We find ourselves with a new puppy, a Goldendoodle we call Wilson. He’s the kind that pees on all the things and upends a home life in the way where everyone silently wonders if it was worth it (and by everyone, I mean the adults). We didn’t need a dog, I already had one, a perfect doodle named Clementine whose worst habit, aside from a stinky snout, is lying in the middle of the bedroom floor, tripping us up during the inconvenient middle-of-the-night bathroom runs. But the Clemmy girl is a mama’s dog, a diligent companion who has eyes just for me. No-one else in the house has a chance.

We hoped a puppy would bring some solace and distraction to the jaunty work of adolescence, forging a special bond with the children. And in perfect Jepsen fashion, one day we wondered about a puppy and the next we owned one. So far so good, but time will tell if Eric and I have inherited ourselves a young four-legged Wilson as our own.

Dreams are funny things. That wild notion that creeps in, and then before you know it you’re researching pups on the internet. It’s not that we forgot how bananas puppy hood can be, we just glossed over the difficulty. This is the same reason why I birthed three kids and ran 9 marathons. Thankfully, we forget. We minimize the severity of the pain, while holding the beautiful and sepia-toned memories. I’ve had enough puppies in my lifetime to know the risks and pitfalls. And Eric and I painted a dismal portrait to our teens of disrupted screen time and losses of freedom, but we said yes anyways, because we know that joy is forged in the fires of discomfort, in the overcoming and in the difficulty. And somehow, as the happy memories harden, the middle of the night potty breaks and carpet stains won’t seem like a huge deal.

I have a problem with expectations. While I believe dreaming is important, the management of expectations is a real thing. Before becoming a parent my expectations were off the charts, perfection the acceptable ideal. We all know that is an unsustainable reality, so with the arrival of the babies my expectations had to pendulum swing in the equal and opposite direction, rendering all things horrible until proven otherwise.

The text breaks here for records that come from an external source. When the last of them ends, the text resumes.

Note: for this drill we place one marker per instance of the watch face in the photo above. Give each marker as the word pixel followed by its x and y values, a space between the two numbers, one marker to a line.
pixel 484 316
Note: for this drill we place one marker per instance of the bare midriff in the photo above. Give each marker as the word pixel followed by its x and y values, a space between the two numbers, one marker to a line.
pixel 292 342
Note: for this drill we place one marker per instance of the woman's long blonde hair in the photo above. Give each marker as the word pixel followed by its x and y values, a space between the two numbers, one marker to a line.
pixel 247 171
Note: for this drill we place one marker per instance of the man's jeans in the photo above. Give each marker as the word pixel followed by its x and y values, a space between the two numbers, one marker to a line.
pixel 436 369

I recognize now the importance of a middle ground – that, amidst the dreaming and romanticizing, there are expectations to be considered and heeded. And oftentimes I am surprised by my newfound reality whether it’s in parenting, puppy raising, or church planting. The reality is either harder or easier than I presumed. A reason to hold expectations with a loosened grip, carrying generosity and grace toward oneself in the process.

As a One on the Enneagram, the expectation of perfection tends to be my default. We all know the problems here.

And so my work is to learn from others, to observe how they navigate the world, to observe their strategies and skills as metrics for setting my own personal expectations in this nebulous learning curve, while also recognizing I cannot measure others with the standards I measure myself.

Also, I must discern and dismiss many of the internal voices of condemnation and criticism, as well as voices of fear and protection. I cannot tell you where these come from, but certainly no one has spoken to me with the level of condescension that I can speak to myself.

As I come to trust my own voice – the quieter, curious, knowing voice – I recognize the essential value and worth in the work I do, believing in my calling as a pastor, as a parent, as a puppy owner, trusting I am the right one, the best one for these tasks. And in this trusting and believing, the passion is reignited which re-illuminates the dream, rendering me capable and ready for the work of being who I am in the world. Just as I am.

And so the sepia-toned dream will take hits and it will become marred and mired in the oftentimes grisly work of ushering new life into the world. But I have good instincts. I have lived life and I have learned through misplaced expectations, feeble attempts, wild success, through ill-informed decisions and wild-haired spontaneity.

Just because it’s uncomfortable,

just because it’s messy,

just because it’s not perfect,

absolutely does not mean it’s wrong.

So puppies or parenting, church planting or everyday living – expect to be surprised and expect to be disappointed – holding all of it together, with a loosened grip.